Il brutto incidente e la rinascita: «Il segreto è amarsi»
Le avevano detto che non avrebbe potuto più fare il suo lavoro. Colpa di quella brutta frattura al braccio, di un ginocchio e un femore quasi ridotti in briciole, delle vertebre rotte e delle costole incrinate. Un colpo durissimo per chi di professione fa la parrucchiera e di continuo è obbligato a usare le mani. «I medici mi avevano spiegato che per oltre un anno non avrei più ripreso l’uso delle gambe. Sulle prime chiedevo di tenere sempre le tapparelle chiuse, ero bloccata su quel letto d’ospedale e non volevo vedere il sole e quel mondo felice al di fuori che continuava ad andare avanti. Poi ho riflettuto, ho pensato “Sono viva”, e che avrei potuto realizzare un nuovo sogno: rimettermi in piedi e riprendere la vita in mano. Quando mi chiedono come ho fatto, rispondo che è stato l’amore, quello verso me stessa prima di tutto. Poi il resto vien da sé».
Jennifer Manassero, 35 anni di Carrù, ha due bimbi di 4 e 6 anni e gestisce il salone “Look & Style specialisti del bellessere". Di quel tremendo 5 luglio del 2020 si ricorda ovviamente ogni cosa. «Era una domenica mattina e con Mirko, il mio compagno, eravamo partiti in moto per un pic-nic sul lago di Serre-Ponçon in compagnia di amici. Una volta scollinato il confine ci siamo fermati in una panetteria francese per far scorta di baguette e “pain au chocolat”. Appena ripreso la marcia, un nostro amico ci avverte che si deve fermare perché non ha allacciato bene il casco. Noi rallentiamo e, a quel punto, vediamo una macchina venirci addosso. Ricordo i rumori, la mancanza di respiro, una valanga di gente e le eliche dell’elisoccorso…».
Il giorno dopo, quando Jenny si sveglia in un ospedale a Nizza ha piena consapevolezza di cosa è accaduto. «Mi sono agitata pensando a Mirko, che solo verso sera mi hanno detto che se la sarebbe cavata ed era ricoverato a Marsiglia. Avevo il mondo che mi crollava addosso, ma lo staff sanitario è stato fantastico. Specialmente nei primi tempi, quando ero senza telefono e nessuna possibilità di comunicare all’esterno». Dopo tre settimane il trasferimento a Mondovì: «Qui però, per le restrizioni Covid, non potevo ricevere le visite di nessuno. Mi sembrava di impazzire». Dopo un altro mese, può tornare finalmente a casa, anche se il via vai dagli ospedali e dalle sale chirurgiche continua.

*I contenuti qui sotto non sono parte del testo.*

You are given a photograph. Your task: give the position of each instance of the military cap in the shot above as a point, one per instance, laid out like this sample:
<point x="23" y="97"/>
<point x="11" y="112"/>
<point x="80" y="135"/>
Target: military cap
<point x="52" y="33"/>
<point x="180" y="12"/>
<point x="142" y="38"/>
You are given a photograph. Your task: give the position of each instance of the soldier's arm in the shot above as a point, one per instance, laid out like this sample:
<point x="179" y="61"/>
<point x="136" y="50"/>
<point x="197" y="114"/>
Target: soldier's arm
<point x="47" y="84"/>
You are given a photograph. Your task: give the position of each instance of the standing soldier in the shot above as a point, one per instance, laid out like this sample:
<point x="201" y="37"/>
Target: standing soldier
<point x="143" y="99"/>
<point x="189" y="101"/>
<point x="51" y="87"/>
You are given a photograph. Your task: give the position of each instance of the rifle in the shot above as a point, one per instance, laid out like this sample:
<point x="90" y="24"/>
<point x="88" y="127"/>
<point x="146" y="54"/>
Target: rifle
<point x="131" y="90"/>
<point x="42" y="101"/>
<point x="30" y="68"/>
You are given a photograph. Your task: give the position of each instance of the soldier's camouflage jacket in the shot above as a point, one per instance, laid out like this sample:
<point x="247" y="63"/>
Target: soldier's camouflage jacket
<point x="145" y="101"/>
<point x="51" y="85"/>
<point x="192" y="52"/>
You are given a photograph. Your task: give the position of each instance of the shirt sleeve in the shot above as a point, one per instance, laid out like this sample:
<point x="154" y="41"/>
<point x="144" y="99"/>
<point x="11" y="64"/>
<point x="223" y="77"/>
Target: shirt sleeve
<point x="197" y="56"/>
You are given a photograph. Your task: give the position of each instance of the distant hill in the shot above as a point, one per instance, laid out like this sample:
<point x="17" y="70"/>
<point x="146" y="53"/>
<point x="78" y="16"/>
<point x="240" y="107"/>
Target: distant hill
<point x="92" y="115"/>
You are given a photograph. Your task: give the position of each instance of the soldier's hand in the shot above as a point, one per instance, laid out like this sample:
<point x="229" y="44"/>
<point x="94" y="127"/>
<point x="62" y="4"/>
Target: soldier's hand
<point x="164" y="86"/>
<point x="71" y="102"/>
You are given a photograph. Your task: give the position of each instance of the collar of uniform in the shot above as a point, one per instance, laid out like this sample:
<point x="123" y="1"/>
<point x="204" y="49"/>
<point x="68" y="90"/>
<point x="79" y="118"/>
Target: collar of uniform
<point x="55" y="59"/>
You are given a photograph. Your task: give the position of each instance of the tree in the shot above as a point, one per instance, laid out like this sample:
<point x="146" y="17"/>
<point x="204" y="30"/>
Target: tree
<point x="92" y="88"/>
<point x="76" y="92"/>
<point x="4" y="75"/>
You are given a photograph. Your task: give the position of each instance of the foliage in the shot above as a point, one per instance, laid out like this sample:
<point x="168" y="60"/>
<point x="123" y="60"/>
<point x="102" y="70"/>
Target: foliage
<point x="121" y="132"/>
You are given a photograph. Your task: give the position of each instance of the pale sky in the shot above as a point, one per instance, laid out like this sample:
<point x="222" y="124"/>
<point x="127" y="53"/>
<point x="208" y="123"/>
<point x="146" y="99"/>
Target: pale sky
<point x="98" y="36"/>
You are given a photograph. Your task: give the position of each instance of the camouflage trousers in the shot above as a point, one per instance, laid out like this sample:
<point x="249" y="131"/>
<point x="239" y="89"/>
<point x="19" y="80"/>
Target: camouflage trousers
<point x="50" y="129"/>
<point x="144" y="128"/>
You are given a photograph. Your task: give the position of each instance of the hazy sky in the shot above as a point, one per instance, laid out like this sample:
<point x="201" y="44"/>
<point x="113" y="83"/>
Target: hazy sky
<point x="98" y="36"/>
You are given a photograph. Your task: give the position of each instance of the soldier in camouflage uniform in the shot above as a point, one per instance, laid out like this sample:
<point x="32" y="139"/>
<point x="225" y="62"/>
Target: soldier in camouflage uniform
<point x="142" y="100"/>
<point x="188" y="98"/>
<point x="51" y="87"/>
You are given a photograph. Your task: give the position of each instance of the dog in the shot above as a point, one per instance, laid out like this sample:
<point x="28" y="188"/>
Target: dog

Intanto Jennifer ha ripreso, con l’aiuto della stampella, a camminare e, soprattutto, lavorare. «Se ho portato avanti il sogno del salone è perché credevo in me. Ho scelto di condividere la mia storia per questo motivo. Perché penso possa essere utile a chi non si ama e “pretende” l’amore dagli altri. Avere un atteggiamento positivo è fondamentale, ti permette di fare cose che non avresti mai pensato di fare, di relativizzare ogni problema. E anche se perdi, tutti saranno orgogliosi di quanto ti sei impegnato nel crederci. Sono viva e mi sento grata di tutto ciò».